DATE: MONDAY, March 13, 1995                   TAG: 9503130102
SECTION: NATIONAL/INTERNATIONAL                    PAGE: A-3   EDITION: METRO 
SOURCE: THOMAS GINSBERG ASSOCIATED PRESS
DATELINE: COPENHAGEN, DENMARK                                LENGTH: Medium


SUMMIT WAS RIPE FOR GRIPES

The U.N. poverty summit has turned out like a global post-Cold War gripe session: Nothing firm was agreed, but at least they all got to say what they think.

If that was the goal, the weekend meeting of 120 leaders at the World Summit for Social Development was a roaring success.

Beyond that, the $28 million conference at best only launched a long debate on how to fix some of the world's evils: poverty, hunger, persecution, greed.

Committing themselves to a pact on fighting poverty, world leaders wrapped up a summit Sunday agreeing that misery can lead to violent social upheaval, but differing on how to cure it.

The weeklong U.N. gathering, which brought together 190 countries and some 120 heads of state, was an ambitious attempt to pull together governments and aid groups to set a global policy.

``The cry of millions of infants worldwide whose lives are threatened by hunger should be enough to consolidate our resolve,'' said Malta's prime minister, Edward Fenech-Adami.

In speeches leading up to the formal adoption of the declaration, poor countries accused richer ones of shirking their duties. Many Third World leaders also agreed, however, that reforms were needed in their own back yards to boost production and fight corruption.

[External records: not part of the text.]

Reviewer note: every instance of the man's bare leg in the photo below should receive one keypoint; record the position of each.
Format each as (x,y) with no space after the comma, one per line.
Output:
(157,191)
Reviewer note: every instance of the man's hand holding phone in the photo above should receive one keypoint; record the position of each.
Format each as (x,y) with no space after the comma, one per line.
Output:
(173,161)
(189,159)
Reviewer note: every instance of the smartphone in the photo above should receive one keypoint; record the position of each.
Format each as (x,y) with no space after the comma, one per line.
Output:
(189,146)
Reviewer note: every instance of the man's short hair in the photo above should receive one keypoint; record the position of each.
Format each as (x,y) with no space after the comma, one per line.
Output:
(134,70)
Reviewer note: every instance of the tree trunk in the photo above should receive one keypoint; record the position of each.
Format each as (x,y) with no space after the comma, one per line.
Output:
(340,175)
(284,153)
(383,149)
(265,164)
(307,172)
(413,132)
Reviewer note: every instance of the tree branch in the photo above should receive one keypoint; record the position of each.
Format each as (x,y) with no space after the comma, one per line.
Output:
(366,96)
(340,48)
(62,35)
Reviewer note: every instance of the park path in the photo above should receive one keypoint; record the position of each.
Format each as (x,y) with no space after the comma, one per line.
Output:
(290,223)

The 10-point declaration, while non-binding, urges richer nations to spend 0.7 percent of their gross national product on foreign aid and to cancel the debt of poor countries. It says donor countries should earmark 20 percent of their aid specifically for basic social programs, while the recipient should spend 20 percent of its national budget on such programs.

The document urges improving health care, sanitation and food production, as well as literacy - especially among women as a means to lower the birthrate. Facing calls for reform itself, the United Nations may have the most at stake. It will try now to implement the summit's 80-page declaration of goals for ending poverty, unemployment and social inequalities.

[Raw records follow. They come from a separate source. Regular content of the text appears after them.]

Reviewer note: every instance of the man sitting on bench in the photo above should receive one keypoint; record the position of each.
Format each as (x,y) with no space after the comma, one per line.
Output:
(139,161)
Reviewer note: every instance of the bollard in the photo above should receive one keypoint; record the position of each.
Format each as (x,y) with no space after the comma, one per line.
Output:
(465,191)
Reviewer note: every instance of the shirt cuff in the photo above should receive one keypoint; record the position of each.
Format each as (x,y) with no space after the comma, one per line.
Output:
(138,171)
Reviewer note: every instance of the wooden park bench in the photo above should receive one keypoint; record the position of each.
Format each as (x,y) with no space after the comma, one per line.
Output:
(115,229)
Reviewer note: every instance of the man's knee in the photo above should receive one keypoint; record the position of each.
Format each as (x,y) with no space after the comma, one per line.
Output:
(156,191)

The summit was held as the world redefines itself after the Cold War. But the timing hardly could have been worse.

The United States, Germany, Britain and other wealthy nations - most facing domestic political rebellions against welfare - insisted that years of abundant foreign aid are over.

``During more than 30 years of development cooperation, we have all learned that the key to success is help towards self-help,'' said German Chancellor Helmut Kohl.

Many of the 130 developing nations represented at the summit agreed.

But they parted ways with the rich over whether the answer is to shovel the aid burden onto private groups and individual nations without addressing the rules of the game built up during the Cold War.

``International development efforts became predicated on the degree of support that developing countries gave to either of the two superpowers ... The developing countries and their peoples became mere marionettes,'' said Malaysian Prime Minister Mahathir bin Mohamad.

The East-West conflict defined almost all aid decisions after World War II, from the Marshall Plan to the Peace Corps.

Today, delegates from the Third World - the term itself a Cold War relic - say the rich are moralizing again and ignoring the realities.